Lately, I’ve been doing these storytimes at a local wildlife rescue museum. Once a month, I go there and do a fifteen minute storytime in front of a plexiglass wall. Behind me are all the rescue birds that can’t live on their own in the wild.
It’s not the easiest storytime conditions, because the ceilings are high and it’s loud in there and I end up shouting the whole thing through a mask, but it is nice to go somewhere fun and have an audience that is appreciative. And now, I’ve gone enough times that the kids who visit the rescue museum regularly know me.
I’ve been doing library storytimes for around ten years now. There’s definitely a few secrets to providing a good storytime, but I think the most important one is that you can’t care about what you look like while you’re doing them. You can’t be self-conscious about how weirdly you’re moving your body or your singing voice or how aggressively cheerful you’re being. Kids are like sharks and they’ll smell the blood in the water. If you’re not all in, if you’re not totally committed, if you’re not wholeheartedly being as silly and open and friendly as possible, they’ll find that crack of self-consciousness and bust it wide open. There’s nothing more painful that looking like a fool for a crowd of disinterested three- and four-year-olds.
At my library, before we shut down for the pandemic, we were doing five storytimes a week for groups of 65-125. As enriching and fulfilling as that could be, it was also completely exhausting. A storytime for a group of 20 is an interactive literacy experience. A storytime for 125 is a performance with a large heaping side of crowd control. A storytime for 125 is something you just try to survive and get through with your voice intact and without sweating to death.
By the time we shut down, I was happy to never do another storytime again. I was so burned out on storytime that I worried that I personally had manifested the pandemic simply so I could have a break from the grind. And I’ve spent the last two years not missing storytime in the least.
But I will say, doing these little outreach visits to the rescue museum has been nice and has reminded me that it’s not storytime that I grew tired of, necessarily. It was the set up and the clean up. It was the planning and preparation. It was the unengaged caregivers who felt entitled to whatever they wanted out of me. Do you know how often I was asked to babysit or perform at birthday parties? And when I politely declined, people got WIERDLY mad about it.

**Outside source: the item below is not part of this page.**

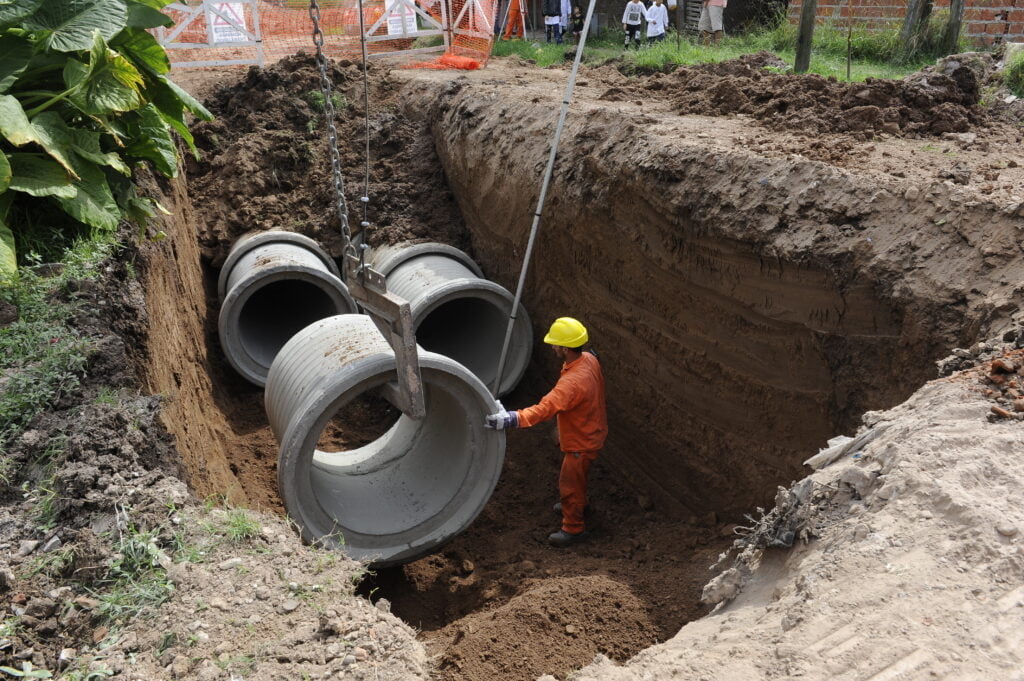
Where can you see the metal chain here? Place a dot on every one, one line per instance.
(332, 131)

But it was absolutely never, ever the children. I love the children. I love their little faces and their wonky movements. I love to watch them develop and grow and bloom. I love to get to know them and for them to trust me. I love to meet them as little babies and sing to them and read to them all the way until they go off to school.
Being a community helper is a big responsibility. I’ve never taken it lightly, which is how I burned myself out being a human storytime machine. When we come back in the summer and start it up again, I hope to find a way to make it enjoyable for little ones but more sustainable for me. I can’t wait, though, to meet the little ones I’ve missed for the last couple years. To look ridiculous as I read them stories and sing them songs and give them stickers and goodbye hugs and fist bumps.
Because as we say in the storytime industry, the more we get together, the happier we’ll be.
(And yes, there are online storytime recordings of me and no, I won’t tell you where they are.)